Stoviglie e piatti compostabili per sagre ed eventi

MOZIONE DI MASSIMO BIGNARDI, CONSIGLIERE DI VOCE LIBERA

Massimo Bignardi (Voce Libera)

Massimo Bignardi (Voce Libera)

Ridurre l'iimpatto ambientale di feste, eventi e manifestazioni, sostituendo bicchieri, piatti e
posate di plastica con stoviglie biodegradabili e comportabili. La proposta arriva dal consigliere comunale di Voce Libera, Massimo Bignardi.

"Sebbene l'obiettivo futuro e generale sia quello ridurre i rifiuti - spiega - producendone e ricorrendo all'usa e getta il meno possibile, ci sono momenti nei quali utilizzare l’usa e getta nei propri eventi diventa una questione sia di sicurezza che di sopravvivenza degli eventi stessi. In questi casi, allora, è preferibile perseguire l’alternativa di ricorrere alle stoviglie (piatti, bicchieri e posate) di origine vegetale (ovvero, tipo Mater-Bi®) e, dunque, rinnovabile".

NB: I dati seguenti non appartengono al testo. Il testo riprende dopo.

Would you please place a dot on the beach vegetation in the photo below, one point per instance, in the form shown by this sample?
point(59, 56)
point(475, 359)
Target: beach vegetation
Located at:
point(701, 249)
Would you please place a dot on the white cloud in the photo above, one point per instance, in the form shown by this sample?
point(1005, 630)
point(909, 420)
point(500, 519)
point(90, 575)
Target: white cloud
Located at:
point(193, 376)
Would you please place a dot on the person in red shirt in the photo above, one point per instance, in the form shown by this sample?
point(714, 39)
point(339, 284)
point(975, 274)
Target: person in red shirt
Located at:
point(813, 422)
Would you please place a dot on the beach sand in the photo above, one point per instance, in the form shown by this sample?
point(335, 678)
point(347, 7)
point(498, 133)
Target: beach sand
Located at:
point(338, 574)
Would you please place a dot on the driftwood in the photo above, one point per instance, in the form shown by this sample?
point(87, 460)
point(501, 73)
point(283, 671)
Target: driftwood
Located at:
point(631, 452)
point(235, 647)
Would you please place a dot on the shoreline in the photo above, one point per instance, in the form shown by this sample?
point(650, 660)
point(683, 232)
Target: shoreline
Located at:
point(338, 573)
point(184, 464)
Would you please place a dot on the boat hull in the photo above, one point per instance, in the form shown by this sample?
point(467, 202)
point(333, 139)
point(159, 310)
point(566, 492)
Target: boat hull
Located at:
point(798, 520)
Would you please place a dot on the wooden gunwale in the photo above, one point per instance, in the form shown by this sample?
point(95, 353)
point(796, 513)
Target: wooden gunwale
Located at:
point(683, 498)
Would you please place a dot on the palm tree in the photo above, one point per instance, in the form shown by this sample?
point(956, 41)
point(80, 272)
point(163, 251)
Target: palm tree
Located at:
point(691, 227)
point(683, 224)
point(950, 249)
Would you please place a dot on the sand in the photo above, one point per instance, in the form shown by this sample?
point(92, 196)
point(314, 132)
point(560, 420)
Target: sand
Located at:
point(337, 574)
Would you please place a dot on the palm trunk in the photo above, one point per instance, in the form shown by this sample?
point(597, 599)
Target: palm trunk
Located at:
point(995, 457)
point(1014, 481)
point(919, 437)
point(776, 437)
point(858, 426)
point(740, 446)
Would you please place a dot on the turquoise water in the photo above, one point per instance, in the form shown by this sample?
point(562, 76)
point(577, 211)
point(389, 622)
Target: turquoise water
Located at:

Da qui l'idea di presentare una mozione, avente ad oggetto: “(…) sostituzione dei contenitori e delle stoviglie monouso in plastiche non biodegradabili, con contenitori e stoviglie monouso compostabili / biodegradabili, in occasione di feste pubbliche e sagre nel territorio comunale.”.

"E’ un risultato conseguibile e si possono individuare corretti accorgimenti, anche di concerto con il gestore di igiene ambientale, al fine di non far gravare tale innovazione soltanto sugli organizzatori (associazioni o enti) di feste pubbliche, sagre e similari - commenta Bignardi -. Il vantaggio, utilizzando materiale biodegradabile e compostabile, è doppio: a fine pasto, tutto (stoviglie + avanzi di cibo) va comodamente insieme nei sacchi dell'organico; a regime, da un attuale 100% di indifferenziato (i sacchi neri con anche le plastiche sporche e gli avanzi) si arriverà ad un 100% di differenziata nell’organico".

Bignardi, cita come esempio positivo, in tal senso le attività condotte da Slow Food, di cui è socio da sempre: "Dalle cene con poche decine di soci agli eventi con centinaia di migliaia di partecipanti, sin dal 2012, utilizziamo esclusivamente stoviglie biodegradabili e compostabili - fa notare -. Questo è un tema che mi sta a cuore, poiché è intriso di cultura ambientale: diventa infatti difficile fare propaganda credibile tra i cittadini sulla differenziata, quando le istituzioni stesse, organizzando i propri eventi non se ne curano. Per questo, ho specificato che proprio questi eventi debbano diventare veicoli di cultura ambientale, invece che momenti caotici di sospensione delle regole".